Monday, August 9, 2010

Piercing the Veil

So I've got a new hobby: when I look around, I try to see the story behind everything I see - everything it took to make it, all the different processes that were necessary for it to come into being, things like that. It's simultaneously exhilarating and humbling and occasionally enlightening [in the negative space sense of suddenly realizing something you don't know]. It can even be transformative, in that you may never look at the world the same way again.

An example: I am riding my bike home from work. The bike itself is a marvel of applied physics - the impossibly thin spokes on the wheels that actually support your weight by hanging the bike from the tops of the wheels; the clever use of gyroscopic forces to keep the bike stable while it's in motion; the adjustable gear system which you can reconfigure as you ride. You could teach an entire physics course just by looking at a bicycle in motion. A bus rolls past, inviting you to consider not only the mechanics of how it runs (the entire history of internal combustion could go here) or why it runs (the efficiencies of mass transit), but also the entire superstructure of government which makes public transportation possible. The sidewalks and roads I'm riding on are made of cement - a building material which is dirt-cheap, uniform, pervasive, and commoditized. Really, it's a perfect analogy for our mass-produced society. As for the roads themselves, they constitute a single, unbroken web which stretches across the entire continent; think about that for a minute. (There's an interested design principle embedded here: if you want a pervasive system of roads, you don't start by building roads. You start by building cars, and the roads will come.) There are buildings by the sides of the road, and every individual component and overall feature has a rich and varied history - glass, steel, central heating/cooling, architecture, fluorescent lights (and the electrical grid they imply), indoor plumbing, and don't forget the construction equipment used to put it all together. If you wanted to build a modern office building from scratch, it would take centuries of technological development.

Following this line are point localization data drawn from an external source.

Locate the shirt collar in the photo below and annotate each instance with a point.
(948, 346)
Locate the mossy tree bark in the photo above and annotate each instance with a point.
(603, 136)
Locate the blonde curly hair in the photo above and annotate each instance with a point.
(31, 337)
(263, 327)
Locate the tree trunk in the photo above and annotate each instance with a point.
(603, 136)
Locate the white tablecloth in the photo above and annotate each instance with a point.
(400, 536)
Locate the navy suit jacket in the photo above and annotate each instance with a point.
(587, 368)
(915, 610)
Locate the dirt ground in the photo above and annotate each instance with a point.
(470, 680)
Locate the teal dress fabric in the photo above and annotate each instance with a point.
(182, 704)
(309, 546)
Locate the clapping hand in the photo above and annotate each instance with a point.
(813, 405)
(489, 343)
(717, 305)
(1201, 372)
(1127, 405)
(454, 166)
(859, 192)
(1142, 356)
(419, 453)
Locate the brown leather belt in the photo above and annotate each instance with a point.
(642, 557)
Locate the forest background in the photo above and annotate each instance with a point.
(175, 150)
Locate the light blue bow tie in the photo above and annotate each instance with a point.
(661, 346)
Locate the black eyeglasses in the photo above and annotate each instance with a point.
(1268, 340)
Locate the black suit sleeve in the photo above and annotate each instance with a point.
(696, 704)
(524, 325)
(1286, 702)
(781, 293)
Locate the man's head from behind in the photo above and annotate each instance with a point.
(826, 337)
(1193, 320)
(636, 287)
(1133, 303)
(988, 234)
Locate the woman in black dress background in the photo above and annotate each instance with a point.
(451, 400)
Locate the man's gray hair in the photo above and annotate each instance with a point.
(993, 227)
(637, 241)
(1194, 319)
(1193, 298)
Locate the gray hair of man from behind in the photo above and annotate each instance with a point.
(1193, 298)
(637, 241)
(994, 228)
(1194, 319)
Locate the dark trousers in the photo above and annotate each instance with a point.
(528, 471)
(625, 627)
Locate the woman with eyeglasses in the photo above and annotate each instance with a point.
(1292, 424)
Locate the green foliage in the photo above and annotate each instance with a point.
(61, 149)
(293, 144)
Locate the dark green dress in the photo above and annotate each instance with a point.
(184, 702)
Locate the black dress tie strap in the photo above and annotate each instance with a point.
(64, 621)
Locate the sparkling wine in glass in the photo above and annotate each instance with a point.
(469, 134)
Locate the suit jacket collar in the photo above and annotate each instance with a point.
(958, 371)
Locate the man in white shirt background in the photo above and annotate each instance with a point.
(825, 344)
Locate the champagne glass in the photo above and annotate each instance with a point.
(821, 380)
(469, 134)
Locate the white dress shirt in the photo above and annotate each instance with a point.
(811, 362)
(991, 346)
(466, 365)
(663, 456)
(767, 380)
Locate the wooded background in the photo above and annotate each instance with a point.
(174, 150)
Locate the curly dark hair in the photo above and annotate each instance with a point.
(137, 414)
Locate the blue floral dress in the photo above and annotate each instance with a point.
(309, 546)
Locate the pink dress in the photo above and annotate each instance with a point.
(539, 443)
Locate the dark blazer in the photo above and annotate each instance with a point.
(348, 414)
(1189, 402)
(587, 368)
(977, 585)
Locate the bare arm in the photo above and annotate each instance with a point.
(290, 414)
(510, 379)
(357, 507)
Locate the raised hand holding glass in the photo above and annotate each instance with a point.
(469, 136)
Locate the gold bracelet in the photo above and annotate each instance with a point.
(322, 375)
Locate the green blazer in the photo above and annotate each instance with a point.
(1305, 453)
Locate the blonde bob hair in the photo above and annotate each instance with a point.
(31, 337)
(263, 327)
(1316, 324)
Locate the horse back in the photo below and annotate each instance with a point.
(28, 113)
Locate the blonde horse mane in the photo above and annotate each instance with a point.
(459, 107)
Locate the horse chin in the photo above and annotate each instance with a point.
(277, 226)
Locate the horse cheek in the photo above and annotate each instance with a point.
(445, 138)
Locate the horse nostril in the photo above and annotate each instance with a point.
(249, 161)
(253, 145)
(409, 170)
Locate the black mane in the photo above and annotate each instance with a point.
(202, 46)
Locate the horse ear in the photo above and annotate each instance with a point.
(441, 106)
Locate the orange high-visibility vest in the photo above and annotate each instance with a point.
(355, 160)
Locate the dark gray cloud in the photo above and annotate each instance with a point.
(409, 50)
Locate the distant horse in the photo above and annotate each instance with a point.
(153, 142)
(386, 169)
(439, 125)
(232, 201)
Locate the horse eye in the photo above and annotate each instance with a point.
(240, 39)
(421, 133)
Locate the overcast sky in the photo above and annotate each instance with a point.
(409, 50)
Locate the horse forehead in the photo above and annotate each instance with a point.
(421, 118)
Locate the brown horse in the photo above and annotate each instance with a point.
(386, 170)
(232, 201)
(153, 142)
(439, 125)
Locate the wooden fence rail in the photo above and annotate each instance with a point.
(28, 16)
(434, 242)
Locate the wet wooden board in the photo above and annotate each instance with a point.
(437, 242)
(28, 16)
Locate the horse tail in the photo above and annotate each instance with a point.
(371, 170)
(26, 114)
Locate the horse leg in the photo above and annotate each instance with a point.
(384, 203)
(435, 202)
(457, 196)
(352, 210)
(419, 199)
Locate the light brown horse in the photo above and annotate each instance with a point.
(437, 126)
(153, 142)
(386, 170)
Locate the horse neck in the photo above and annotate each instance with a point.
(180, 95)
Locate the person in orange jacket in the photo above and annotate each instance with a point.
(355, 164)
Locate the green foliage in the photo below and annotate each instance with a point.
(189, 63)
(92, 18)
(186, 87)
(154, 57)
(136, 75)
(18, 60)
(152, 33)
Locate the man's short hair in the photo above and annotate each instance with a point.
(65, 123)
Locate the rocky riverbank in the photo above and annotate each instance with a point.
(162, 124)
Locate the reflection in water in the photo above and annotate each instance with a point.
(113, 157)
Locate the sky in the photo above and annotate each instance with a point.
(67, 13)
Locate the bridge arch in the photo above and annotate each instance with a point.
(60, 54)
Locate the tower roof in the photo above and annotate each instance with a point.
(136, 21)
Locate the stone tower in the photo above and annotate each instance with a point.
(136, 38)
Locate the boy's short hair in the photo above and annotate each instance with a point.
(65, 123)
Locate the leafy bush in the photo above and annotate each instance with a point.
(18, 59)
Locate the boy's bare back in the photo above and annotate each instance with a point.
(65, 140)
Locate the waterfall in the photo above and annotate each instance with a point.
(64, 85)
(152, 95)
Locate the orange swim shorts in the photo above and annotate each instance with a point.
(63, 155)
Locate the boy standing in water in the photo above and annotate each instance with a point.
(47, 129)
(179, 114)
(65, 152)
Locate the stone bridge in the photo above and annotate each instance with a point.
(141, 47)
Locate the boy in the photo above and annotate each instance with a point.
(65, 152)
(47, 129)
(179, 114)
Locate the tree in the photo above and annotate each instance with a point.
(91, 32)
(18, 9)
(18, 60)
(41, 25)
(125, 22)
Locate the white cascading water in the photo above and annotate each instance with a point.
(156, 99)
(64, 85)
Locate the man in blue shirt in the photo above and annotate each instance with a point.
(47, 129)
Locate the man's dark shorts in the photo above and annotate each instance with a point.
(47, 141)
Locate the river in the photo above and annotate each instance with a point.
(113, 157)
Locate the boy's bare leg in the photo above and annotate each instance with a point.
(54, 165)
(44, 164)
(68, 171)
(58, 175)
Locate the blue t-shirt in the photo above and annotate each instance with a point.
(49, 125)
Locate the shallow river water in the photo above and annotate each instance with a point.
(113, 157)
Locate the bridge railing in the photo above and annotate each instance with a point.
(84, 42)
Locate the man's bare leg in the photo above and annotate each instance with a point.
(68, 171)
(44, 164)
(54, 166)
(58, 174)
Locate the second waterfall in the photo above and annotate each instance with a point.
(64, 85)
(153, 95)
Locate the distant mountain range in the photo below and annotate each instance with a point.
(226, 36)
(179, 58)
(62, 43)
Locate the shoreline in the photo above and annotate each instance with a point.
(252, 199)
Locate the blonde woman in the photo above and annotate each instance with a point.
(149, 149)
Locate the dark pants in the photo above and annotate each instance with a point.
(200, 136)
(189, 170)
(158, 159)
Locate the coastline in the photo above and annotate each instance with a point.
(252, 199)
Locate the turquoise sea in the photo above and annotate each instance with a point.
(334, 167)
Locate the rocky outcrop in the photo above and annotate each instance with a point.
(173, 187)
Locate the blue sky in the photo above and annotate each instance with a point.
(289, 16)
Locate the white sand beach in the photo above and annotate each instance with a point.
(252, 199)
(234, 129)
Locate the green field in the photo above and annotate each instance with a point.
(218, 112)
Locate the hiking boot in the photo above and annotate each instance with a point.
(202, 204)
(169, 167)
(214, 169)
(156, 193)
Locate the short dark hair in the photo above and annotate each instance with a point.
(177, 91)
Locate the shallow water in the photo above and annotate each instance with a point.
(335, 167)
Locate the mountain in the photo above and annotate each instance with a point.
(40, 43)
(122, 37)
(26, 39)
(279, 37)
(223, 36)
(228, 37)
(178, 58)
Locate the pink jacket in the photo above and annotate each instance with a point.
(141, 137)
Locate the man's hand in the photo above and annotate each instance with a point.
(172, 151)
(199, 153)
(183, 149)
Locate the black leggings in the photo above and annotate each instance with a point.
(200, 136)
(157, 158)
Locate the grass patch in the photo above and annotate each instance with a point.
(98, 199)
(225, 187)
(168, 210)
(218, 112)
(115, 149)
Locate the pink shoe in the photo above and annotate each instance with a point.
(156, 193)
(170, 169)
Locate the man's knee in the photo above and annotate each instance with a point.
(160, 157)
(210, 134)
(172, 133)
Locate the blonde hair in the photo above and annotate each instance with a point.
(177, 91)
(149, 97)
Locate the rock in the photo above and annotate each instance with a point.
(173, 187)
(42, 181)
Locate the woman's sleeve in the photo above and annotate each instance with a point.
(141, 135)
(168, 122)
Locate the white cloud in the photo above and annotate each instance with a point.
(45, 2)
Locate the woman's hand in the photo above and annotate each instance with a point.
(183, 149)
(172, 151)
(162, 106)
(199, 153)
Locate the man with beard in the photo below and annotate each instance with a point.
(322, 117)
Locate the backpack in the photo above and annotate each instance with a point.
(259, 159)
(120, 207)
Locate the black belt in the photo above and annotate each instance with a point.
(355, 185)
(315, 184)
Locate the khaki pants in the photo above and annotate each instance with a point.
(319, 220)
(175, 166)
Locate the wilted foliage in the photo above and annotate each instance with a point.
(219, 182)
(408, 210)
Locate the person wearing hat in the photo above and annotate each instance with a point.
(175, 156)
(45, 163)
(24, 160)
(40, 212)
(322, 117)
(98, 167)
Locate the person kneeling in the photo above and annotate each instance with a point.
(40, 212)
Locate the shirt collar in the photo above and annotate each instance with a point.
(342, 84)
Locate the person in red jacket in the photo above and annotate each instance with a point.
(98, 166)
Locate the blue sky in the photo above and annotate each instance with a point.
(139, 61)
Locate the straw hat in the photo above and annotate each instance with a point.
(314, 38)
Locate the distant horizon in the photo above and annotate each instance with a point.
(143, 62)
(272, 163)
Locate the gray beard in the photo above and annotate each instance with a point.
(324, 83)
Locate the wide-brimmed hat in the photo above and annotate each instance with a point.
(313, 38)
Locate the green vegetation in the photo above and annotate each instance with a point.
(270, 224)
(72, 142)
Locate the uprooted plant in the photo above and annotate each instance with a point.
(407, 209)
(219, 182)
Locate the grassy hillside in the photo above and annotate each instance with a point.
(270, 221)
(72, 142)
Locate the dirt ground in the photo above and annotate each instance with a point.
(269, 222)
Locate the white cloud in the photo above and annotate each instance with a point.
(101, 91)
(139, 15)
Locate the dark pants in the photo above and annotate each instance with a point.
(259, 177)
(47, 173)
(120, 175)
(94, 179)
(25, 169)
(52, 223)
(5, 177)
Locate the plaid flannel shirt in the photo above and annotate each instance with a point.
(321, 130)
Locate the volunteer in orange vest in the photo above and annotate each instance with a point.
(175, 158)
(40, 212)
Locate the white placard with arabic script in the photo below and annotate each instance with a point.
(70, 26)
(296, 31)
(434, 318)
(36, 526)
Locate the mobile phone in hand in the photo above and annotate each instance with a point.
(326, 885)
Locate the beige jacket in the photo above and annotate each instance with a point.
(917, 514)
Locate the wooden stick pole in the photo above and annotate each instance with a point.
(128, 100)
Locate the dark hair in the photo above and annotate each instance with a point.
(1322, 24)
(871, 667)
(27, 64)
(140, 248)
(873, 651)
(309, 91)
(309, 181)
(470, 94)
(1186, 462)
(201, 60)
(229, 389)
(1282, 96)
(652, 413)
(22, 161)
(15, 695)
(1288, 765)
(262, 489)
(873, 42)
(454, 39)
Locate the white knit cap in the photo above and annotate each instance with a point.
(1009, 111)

There is a Veil of abstraction which we apply to everyday life, because our minds are simply not equipped to think like this all the time. We need to take things for granted if we want to be able to function. It can be fun to pierce the Veil once in a while, and take a sip from the geyser of extraneous information that fills our world, but it's not a sustainable state of mind. I won't bother with value judgments here. The Veil is neither good, nor evil, nor anything in between, it simply is.

And if we're bored enough and perhaps stubborn enough, we could even try to peel back the Veil from the Veil itself, from the very fact that we only see the world for what it is, and not everything underneath. There are Darwinian forces in there, enhanced but certainly not altered by capitalism, which drive us to produce and to be productive, and weed us out ruthlessly if we fall into the trap of looking too deeply at the world, and spend our lives wandering around in slack-jawed wonder. There's that fact that our mental processes are fundamentally and severely limited and finite, which lies somewhere at the awkward intersection of information theory and neuroscience.

So the Veil is a necessary part of our lives, and we couldn't pull it back if we wanted to, but I think it's fun to peek behind it every once in a while.

2 comments:

Æther said...

I've been doing this from time to time for years. I think it may in part be the reason Wikipedia is so pervasive and easy to spend hours using.

tort said...

SO TRUE.

There is something so exhilarating in realizing how much we don't know... about EVERYTHING. It's ridiculous how much we take for granted (or just flat out ignore).

I think this curious "lifting the veil" mentality is the probably best motivation for schooling/working. Like, if I wasn't completely blown away by however-the-fuck networks of neurons turn electrical signals into perceptual experience, I would have dropped out of this stupid academic rat race YEARS ago. :P

And it's interesting to see how different people break up the world-- there are so many overlapping systems at work!